Hint: The combination of lenses in the given figure are plano convex lens and plano concave lens and these lenses have a common surface of contact. Also on the other side of the convex lens we have air and on the other side of the concave lens, we have air. Thus we shall find the focal length of both lenses separately and use the formula of finding the combined focal length of more than one lens set up.

Complete answer:
Since these are lenses with two different focal lengths at each side, therefore we will use Lens maker’s formula to write their respective focal lengths. Mathematically, the lens maker’s formula can be written as:
$\Rightarrow \dfrac{1}{f}=(\mu -1)\left[ \dfrac{1}{{{R}_{1}}}-\dfrac{1}{{{R}_{2}}} \right]$
Where,
$f$ is the focal length.
$\mu $ is the refractive index of glass used.
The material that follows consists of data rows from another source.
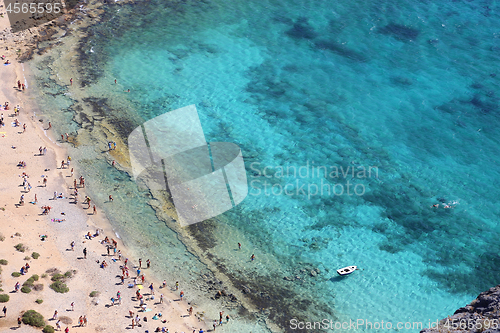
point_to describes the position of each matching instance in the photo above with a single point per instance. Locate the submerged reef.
(481, 315)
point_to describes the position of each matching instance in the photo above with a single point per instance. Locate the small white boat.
(346, 270)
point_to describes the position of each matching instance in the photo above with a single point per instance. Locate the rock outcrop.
(481, 315)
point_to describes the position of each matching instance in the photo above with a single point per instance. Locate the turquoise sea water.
(404, 90)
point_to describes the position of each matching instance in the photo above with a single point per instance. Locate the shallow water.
(405, 90)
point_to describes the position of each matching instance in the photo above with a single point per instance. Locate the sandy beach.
(50, 235)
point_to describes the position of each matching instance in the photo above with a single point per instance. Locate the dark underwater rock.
(398, 31)
(481, 315)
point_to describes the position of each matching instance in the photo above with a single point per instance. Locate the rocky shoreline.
(481, 315)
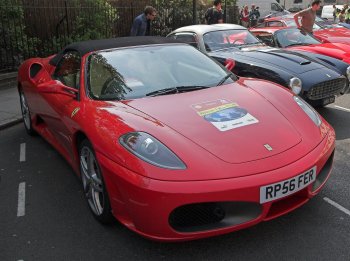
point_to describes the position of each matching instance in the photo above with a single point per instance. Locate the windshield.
(217, 40)
(135, 72)
(291, 23)
(289, 37)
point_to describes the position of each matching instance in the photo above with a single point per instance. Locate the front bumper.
(147, 206)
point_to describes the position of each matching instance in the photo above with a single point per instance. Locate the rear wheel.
(26, 114)
(93, 184)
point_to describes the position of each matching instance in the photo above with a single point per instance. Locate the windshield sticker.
(224, 115)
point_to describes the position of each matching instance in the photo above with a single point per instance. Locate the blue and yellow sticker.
(224, 115)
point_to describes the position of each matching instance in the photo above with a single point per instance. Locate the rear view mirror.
(54, 86)
(38, 74)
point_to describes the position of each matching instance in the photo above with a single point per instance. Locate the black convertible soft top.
(95, 45)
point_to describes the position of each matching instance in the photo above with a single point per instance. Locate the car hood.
(290, 61)
(234, 123)
(339, 51)
(333, 35)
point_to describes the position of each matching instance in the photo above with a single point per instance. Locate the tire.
(27, 119)
(93, 185)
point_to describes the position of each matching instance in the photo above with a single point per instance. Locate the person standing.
(254, 15)
(214, 14)
(142, 23)
(334, 13)
(245, 16)
(308, 17)
(342, 16)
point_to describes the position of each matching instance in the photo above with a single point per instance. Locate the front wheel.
(93, 184)
(26, 114)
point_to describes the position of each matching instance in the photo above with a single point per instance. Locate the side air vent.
(34, 69)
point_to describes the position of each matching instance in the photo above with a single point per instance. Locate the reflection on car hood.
(340, 51)
(290, 61)
(231, 122)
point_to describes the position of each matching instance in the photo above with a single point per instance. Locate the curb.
(10, 123)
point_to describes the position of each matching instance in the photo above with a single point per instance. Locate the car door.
(59, 109)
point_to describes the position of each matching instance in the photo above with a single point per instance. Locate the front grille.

And,
${{R}_{1}}$ and ${{R}_{2}}$ are the radius of curvature of two sides of the lens.
Now, let the focal length of plano convex lens be given by ${{f}_{1}}$ and let the focal length of plano concave lens be given by ${{f}_{2}}$ . Then, we can calculate them as follows:
$\begin{align}
  & \Rightarrow \dfrac{1}{{{f}_{1}}}=({{\mu }_{1}}-1)\left[ \dfrac{1}{\infty }-\left( \dfrac{1}{-R} \right) \right] \\
 & \Rightarrow \dfrac{1}{{{f}_{1}}}=\dfrac{({{\mu }_{1}}-1)}{R} \\
\end{align}$
And for second lens, we have:
$\begin{align}
  & \Rightarrow \dfrac{1}{{{f}_{2}}}=({{\mu }_{2}}-1)\left[ \left( \dfrac{1}{-R} \right)-\dfrac{1}{\infty } \right] \\
 & \Rightarrow \dfrac{1}{{{f}_{2}}}=\dfrac{({{\mu }_{2}}-1)}{-R} \\
\end{align}$
Now, for a combination of lens having different focal lengths, the resultant focal length (say ${{f}_{R}}$) can be written as:
$\Rightarrow \dfrac{1}{{{f}_{R}}}=\dfrac{1}{{{f}_{1}}}+\dfrac{1}{{{f}_{2}}}$
Putting the values of all the respective terms in the above equation, we get:
$\begin{align}
  & \Rightarrow \dfrac{1}{{{f}_{R}}}=\dfrac{({{\mu }_{1}}-1)}{R}+\dfrac{({{\mu }_{2}}-1)}{-R} \\
 & \Rightarrow \dfrac{1}{{{f}_{R}}}=\dfrac{{{\mu }_{1}}-1-{{\mu }_{2}}+1}{R} \\
 & \Rightarrow \dfrac{1}{{{f}_{R}}}=\dfrac{{{\mu }_{1}}-{{\mu }_{2}}}{R} \\
 & \therefore {{f}_{R}}=\dfrac{R}{{{\mu }_{1}}-{{\mu }_{2}}} \\
\end{align}$
Hence, the equivalent focal length of the given lens combination is equal to $\dfrac{R}{{{\mu }_{1}}-{{\mu }_{2}}}$.

Hence, option (A) is the correct option.

Note:
There are many different formulas and theories in the chapter of optics. So, one should know which formula is to be applied when. This lens used in this problem is attached perpendicularly. If they were attached side by side then the resultant lens would be a bifocal lens which is generally used by old people.